Many drilling platforms in the Gulf of Mexico were evacuated as Hurricane Laura approached. The category-4 hurricane brought devastating winds of up to 150 mph, prompting evacuations at upstream, midstream, and downstream facilities along the Gulf Coast energy corridor.
The Bureau of Safety and Environmental Enforcement (BSEE) stated on August 23, 2020 that 57.6% of the current Gulf of Mexico oil production (1MMBbl/d+) and 44.6% of offshore natural gas production (1,205 MMcf/d) had been shut-in ahead of the storm. This caused dry gas production to hit a 30-day low of 85.0 Bcf/d on August 28, 2020.
As of August 28, The amount of shut-in production has changed little, with 60.1% of offshore gas production, or 1,628 MMcf/d and 84.3% of oil production, or 1.59 MMBbl/d still held back.
Companies have begun conducting flyovers to assess the damage. In the coming days, we are expected to gain a better understanding of the damage caused by the storm and the expected duration of the production outages. In the last decade, AEGIS notes, even powerful storms have caused little lasting damage to offshore facilities, and production has returned quickly. Still, this storm was exceptionally strong.
The majority of U.S. LNG export capacity was forecast to lie in the storm’s path, as Cheniere Energy’s Sabine Pass LNG site, Sempra Energy’s Cameron LNG, and Freeport LNG (FLNG) account for nearly 75% (6.68 Bcf/d) of U.S. LNG export capacity. Sempra’s Cameron LNG site in Lake Charles, LA, was directly in the storm’s path and Cheniere’s Sabine Pass facility at the Texas-Louisiana border may have also been affected. The storm’s direction tilted westward, allowing Freeport LNG to be spared from any damage. That facility is located south of Houston.
In the days leading up to the hurricane, Cheniere and Sempra energy announced they would shut down their facilities that lie in the storm’s path. The closures caused flows to LNG facilities to drop to 2.1 Bcf/d, the lowest level since February 2019. Feedgas flows were averaging 4.4 Bcf/d in August before the closures.

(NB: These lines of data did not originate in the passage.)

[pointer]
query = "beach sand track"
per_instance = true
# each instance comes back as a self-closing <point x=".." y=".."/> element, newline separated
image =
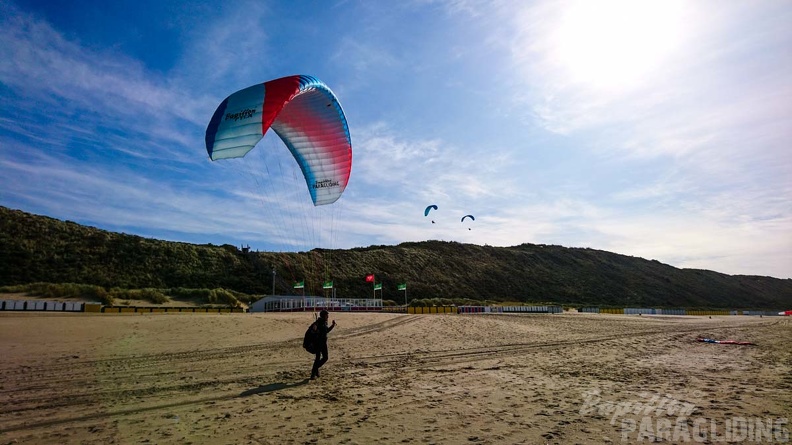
<point x="390" y="379"/>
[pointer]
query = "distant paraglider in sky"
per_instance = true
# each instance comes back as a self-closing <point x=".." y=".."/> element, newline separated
<point x="429" y="209"/>
<point x="472" y="218"/>
<point x="305" y="114"/>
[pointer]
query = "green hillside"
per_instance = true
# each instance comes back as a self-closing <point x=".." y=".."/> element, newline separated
<point x="42" y="249"/>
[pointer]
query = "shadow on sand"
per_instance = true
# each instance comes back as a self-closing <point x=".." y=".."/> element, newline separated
<point x="272" y="387"/>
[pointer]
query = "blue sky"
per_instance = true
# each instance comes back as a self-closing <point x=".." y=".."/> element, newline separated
<point x="659" y="130"/>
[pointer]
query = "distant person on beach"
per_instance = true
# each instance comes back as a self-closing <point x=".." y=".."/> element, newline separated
<point x="321" y="329"/>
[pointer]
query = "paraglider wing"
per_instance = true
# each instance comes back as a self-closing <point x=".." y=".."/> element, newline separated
<point x="305" y="114"/>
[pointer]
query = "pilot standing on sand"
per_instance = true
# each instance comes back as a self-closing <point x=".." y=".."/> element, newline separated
<point x="321" y="329"/>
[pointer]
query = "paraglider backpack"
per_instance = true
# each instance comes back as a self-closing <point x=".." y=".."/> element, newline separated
<point x="309" y="341"/>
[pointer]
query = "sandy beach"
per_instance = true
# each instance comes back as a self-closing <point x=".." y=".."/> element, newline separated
<point x="392" y="378"/>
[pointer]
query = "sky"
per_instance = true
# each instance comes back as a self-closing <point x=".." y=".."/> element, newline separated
<point x="655" y="129"/>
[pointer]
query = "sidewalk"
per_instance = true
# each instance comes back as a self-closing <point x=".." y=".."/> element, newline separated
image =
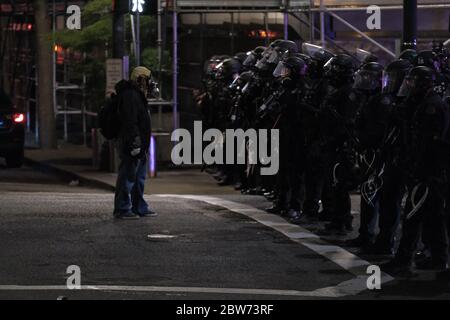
<point x="74" y="162"/>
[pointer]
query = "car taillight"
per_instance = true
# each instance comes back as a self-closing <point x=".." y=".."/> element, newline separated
<point x="18" y="117"/>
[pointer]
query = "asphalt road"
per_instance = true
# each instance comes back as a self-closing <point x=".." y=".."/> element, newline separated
<point x="219" y="247"/>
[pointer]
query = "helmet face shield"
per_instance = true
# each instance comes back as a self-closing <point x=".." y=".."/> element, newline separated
<point x="407" y="87"/>
<point x="391" y="82"/>
<point x="281" y="71"/>
<point x="366" y="80"/>
<point x="250" y="61"/>
<point x="219" y="71"/>
<point x="274" y="57"/>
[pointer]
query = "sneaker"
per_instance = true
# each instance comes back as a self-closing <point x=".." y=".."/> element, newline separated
<point x="333" y="228"/>
<point x="358" y="242"/>
<point x="127" y="216"/>
<point x="148" y="214"/>
<point x="293" y="214"/>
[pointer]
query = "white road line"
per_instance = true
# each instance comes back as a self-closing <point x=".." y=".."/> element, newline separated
<point x="338" y="255"/>
<point x="328" y="292"/>
<point x="346" y="260"/>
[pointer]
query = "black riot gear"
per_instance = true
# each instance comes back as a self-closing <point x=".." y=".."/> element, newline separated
<point x="394" y="75"/>
<point x="368" y="78"/>
<point x="418" y="82"/>
<point x="428" y="59"/>
<point x="316" y="52"/>
<point x="408" y="54"/>
<point x="339" y="69"/>
<point x="283" y="49"/>
<point x="292" y="67"/>
<point x="240" y="56"/>
<point x="253" y="57"/>
<point x="227" y="69"/>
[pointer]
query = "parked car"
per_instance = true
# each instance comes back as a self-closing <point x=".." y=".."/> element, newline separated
<point x="12" y="132"/>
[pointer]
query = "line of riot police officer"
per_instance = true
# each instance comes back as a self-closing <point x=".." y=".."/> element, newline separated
<point x="345" y="126"/>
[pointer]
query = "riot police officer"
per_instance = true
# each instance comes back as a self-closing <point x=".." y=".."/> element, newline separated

Power demand, the last part of the equation, is down as Entergy has reported outages to over 900,000 customers. A disruption in electricity generation means less gas demand. PointLogic’s estimate of domestic gas consumption for power generation shows a modest pullback of 0.8 Bcf/d, and more may come as the power outages cause a decrease in gas-fired power generation.